Microsoft should be taking cues from its highly successful console gaming segment. From a purely comparative standpoint, Microsoft’s Xbox 360 would stand no chance against Sony’s PS3 and Nintendo’s Wii if it was released today. Sony has better hardware, free online services, and a catalog that leans heavily towards the long time and hard core gamer. Wii has the family friendly library, the intuitive and innovative (at the time) controller, and a great marketing department. Xbox 360 had astonishingly high hardware failures, a premium online service, sub-par and non-exclusive launch game catalog, was loud and bulky, you had to pay way too much for a wireless adapter, and in general wouldn’t be able to compete with the competition with its launch issues. However, Microsoft has one thing going for them that Sony and Nintendo do not. They came out early, they came out strong, and they continuously improve their services with regular and smooth updates. While it wasn’t a perfect console by any means, Microsoft was ready when Sony and Nintendo came a-knocking. It lost market share, as the two competing consoles are valid contenders in their own right, but Microsoft was able to sustain a significant market share throughout. Add to the mix the wildly successful and record breaking Kinect platform and you’ve got one of the greatest Microsoft success stories since Windows was unleashed on the unsuspecting public.

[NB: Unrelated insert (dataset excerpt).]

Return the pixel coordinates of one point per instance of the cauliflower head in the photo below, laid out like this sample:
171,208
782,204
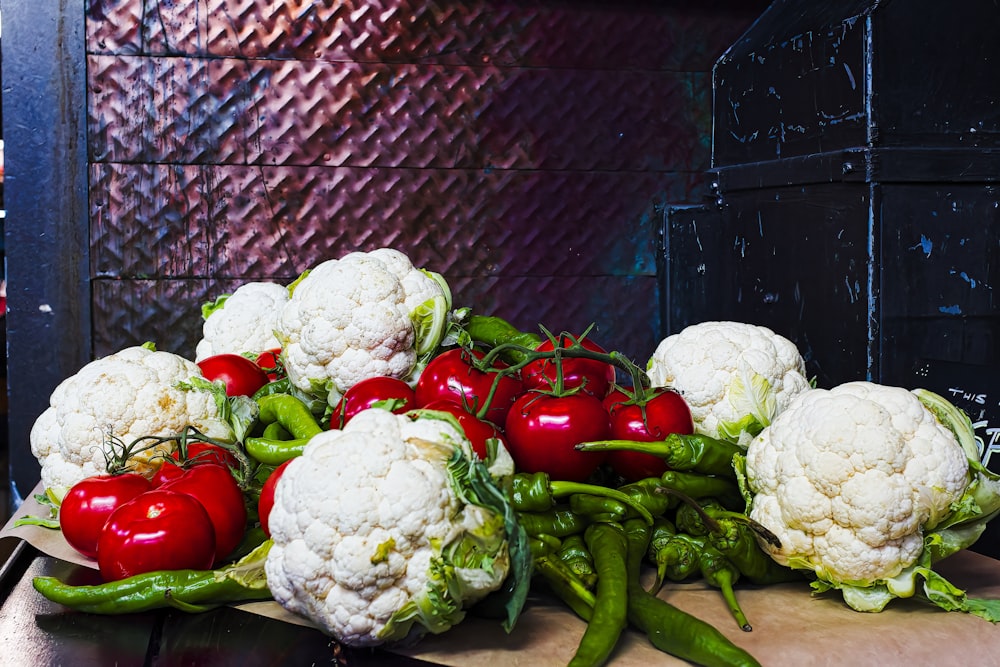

If Microsoft was suffering this bumpy road two years ago, the stakes wouldn’t be as high. We could brush it off as a new technology with all the trials and tribulations that innovation inevitably drags along with it. However, Microsoft has no time for this now. They can’t afford to be this late to the party, and then fumble around for an excuse as to why their beer isn’t cold.

Microsoft’s deal with Nokia might be its saving grace. The immediately increased hardware base could give Microsoft the needed momentum to get past the growing pains that the Nodo update has shown us the reality of. On the other hand, if Microsoft inherits a huge entity like the Symbian OS, and is still plagued by the hurdles it is still trying the get over, it may only make things worse. WP7 has been critically acclaimed for its streamlined UI and user-friendly feature set, but quality isn’t the only factor in successful sales push. Microsoft needs to get their act back together of they hope to ultimately be successful again in the mobile world.